As an imaging buffer, we chose to work with Tyrode’s buffer after trying distilled, demineralized waters and phosphate buffered saline (PBS) solutions. For live cell imaging, it is essential that cells are maintained as closely as possible to physiological pH, oxygen, temperature, and so forth. The media should be also optically transparent for fluorescence imaging. On the other hand, for SEM imaging of samples in liquid, it is important that the imaging medium is conductive enough to avoid charging effects on the sample, and has a backscattering coefficient close to that of water. It was reported that saline solutions can have backscattering coefficients 10% higher than water alone,36 which would generate a high background signal during imaging.

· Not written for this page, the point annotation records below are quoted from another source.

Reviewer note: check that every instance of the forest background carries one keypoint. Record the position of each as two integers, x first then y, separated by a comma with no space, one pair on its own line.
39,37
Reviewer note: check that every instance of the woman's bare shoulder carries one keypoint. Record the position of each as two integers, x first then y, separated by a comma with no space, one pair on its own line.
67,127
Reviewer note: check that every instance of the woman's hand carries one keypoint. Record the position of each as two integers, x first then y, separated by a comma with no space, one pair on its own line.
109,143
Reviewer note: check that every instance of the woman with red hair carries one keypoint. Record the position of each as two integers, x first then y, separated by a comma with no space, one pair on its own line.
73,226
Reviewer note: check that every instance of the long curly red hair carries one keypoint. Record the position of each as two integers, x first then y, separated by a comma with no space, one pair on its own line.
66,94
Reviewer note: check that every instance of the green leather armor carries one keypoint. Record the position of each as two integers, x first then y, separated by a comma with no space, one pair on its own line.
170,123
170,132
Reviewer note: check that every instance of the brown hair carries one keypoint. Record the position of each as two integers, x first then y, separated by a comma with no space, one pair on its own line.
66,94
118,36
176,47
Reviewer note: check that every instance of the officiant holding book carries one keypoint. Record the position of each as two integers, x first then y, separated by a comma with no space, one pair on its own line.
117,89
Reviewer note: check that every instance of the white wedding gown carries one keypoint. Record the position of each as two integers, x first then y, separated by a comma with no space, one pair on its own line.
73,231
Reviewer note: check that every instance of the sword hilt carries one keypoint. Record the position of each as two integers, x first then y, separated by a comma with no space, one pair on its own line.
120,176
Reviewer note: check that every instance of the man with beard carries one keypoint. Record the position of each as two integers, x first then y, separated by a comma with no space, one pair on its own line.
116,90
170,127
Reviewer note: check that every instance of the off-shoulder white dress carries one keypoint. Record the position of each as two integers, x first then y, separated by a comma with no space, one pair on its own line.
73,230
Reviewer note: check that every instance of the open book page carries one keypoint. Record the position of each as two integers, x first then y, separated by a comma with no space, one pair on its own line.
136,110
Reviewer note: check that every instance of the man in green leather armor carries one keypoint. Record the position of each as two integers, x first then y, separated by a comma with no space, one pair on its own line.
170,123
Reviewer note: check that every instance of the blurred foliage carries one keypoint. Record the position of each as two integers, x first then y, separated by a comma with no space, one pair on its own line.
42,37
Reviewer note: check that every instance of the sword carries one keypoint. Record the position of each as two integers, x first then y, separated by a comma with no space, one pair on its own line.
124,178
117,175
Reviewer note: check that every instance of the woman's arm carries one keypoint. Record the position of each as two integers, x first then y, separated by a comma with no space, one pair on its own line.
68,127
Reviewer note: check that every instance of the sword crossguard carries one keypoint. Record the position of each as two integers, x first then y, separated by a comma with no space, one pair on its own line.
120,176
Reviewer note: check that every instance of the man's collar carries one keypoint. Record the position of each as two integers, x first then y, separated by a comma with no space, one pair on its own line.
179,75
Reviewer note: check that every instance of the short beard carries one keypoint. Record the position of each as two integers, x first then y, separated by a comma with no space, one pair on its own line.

We also observed a high background with PBS. Also Good’s buffers reported to form radical species upon photon or electron radiation, like HEPES,37 were avoided, and Tyrode’s buffer was chosen as the optimal imaging buffer as also used by others.38
Even though present implementation is with wide-field fluorescence microscopy, incorporation of confocal optical sectioning could improve imaging quality in the upper part of the sample. With a wide field setup, the signal from the QDOTs on the membrane, which are observable with SEM, can be overwhelmed by the lower positioned QDOTs (see, e.g., Figure 4a). Therefore, a confocal FM setup may lead to improved correlation between FM and SEM signals. Optical resolution can be further improved by using water immersion lenses and vacuum-compatible water-type immersion oil bringing the maximum NA from 0.95 up to ~1.3.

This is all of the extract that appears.